Just a quick note to clarify that this change only filters out bots whose requests carry a user agent string that identifies them as such. You can track our tasks related to identifying nonevident bots in Phabricator task T138207 https://phabricator.wikimedia.org/T138207.
Thanks!
On Wed, May 24, 2017 at 6:35 PM, Jon Katz jkatz@wikimedia.org wrote:
Nice change! Thanks.
On Wed, May 24, 2017 at 8:05 AM, Tilman Bayer tbayer@wikimedia.org wrote:
Thanks Francisco!
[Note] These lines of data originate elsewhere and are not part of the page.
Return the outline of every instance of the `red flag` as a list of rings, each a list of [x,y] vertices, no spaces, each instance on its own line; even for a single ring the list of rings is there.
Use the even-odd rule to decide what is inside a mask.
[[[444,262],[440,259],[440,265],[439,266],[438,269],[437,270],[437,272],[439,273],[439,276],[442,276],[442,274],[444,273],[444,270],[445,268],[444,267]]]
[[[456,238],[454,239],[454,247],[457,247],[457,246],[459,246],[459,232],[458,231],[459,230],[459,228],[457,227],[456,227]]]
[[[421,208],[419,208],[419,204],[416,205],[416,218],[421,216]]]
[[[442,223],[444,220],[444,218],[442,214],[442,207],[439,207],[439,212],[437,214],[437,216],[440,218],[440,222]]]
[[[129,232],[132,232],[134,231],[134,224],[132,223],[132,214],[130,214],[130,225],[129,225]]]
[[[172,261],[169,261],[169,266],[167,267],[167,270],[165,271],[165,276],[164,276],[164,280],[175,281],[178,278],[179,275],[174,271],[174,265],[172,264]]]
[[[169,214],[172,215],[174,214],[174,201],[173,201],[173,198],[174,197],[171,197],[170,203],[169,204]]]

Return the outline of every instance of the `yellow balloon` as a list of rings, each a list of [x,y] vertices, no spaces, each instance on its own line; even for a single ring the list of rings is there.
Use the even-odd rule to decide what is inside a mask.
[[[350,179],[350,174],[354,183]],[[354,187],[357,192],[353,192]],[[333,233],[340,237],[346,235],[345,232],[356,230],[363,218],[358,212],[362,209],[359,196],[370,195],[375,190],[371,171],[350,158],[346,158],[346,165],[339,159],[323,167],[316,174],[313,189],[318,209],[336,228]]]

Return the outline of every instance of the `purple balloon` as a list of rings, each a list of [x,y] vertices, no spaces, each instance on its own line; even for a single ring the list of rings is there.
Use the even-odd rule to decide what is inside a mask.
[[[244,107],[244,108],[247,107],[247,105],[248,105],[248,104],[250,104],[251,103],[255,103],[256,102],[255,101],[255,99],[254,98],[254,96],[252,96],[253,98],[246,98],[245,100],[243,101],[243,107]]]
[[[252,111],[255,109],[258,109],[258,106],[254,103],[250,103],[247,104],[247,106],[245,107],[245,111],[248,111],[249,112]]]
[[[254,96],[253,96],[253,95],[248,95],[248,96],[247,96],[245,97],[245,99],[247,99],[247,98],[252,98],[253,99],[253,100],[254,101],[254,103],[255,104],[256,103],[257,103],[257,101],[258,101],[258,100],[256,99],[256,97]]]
To express it from the perspective of users of this data: The results of your EventlLogging queries may change slightly, but for the better, improving accuracy. (In the past e.g. GoogleBot has shown up in schemas for mobile web and the Android Wikipedia app.)
On Wed, May 24, 2017 at 4:54 AM, Francisco Dans fdans@wikimedia.org wrote:
Hi all,
Today we'll be deploying a change that affects how events triggered by bots/spiders are stored. We have added a property to the user agent map in the event capsule called *is_bot, *which we use to prevent them from being persisted in MySQL, and store them only in Hadoop.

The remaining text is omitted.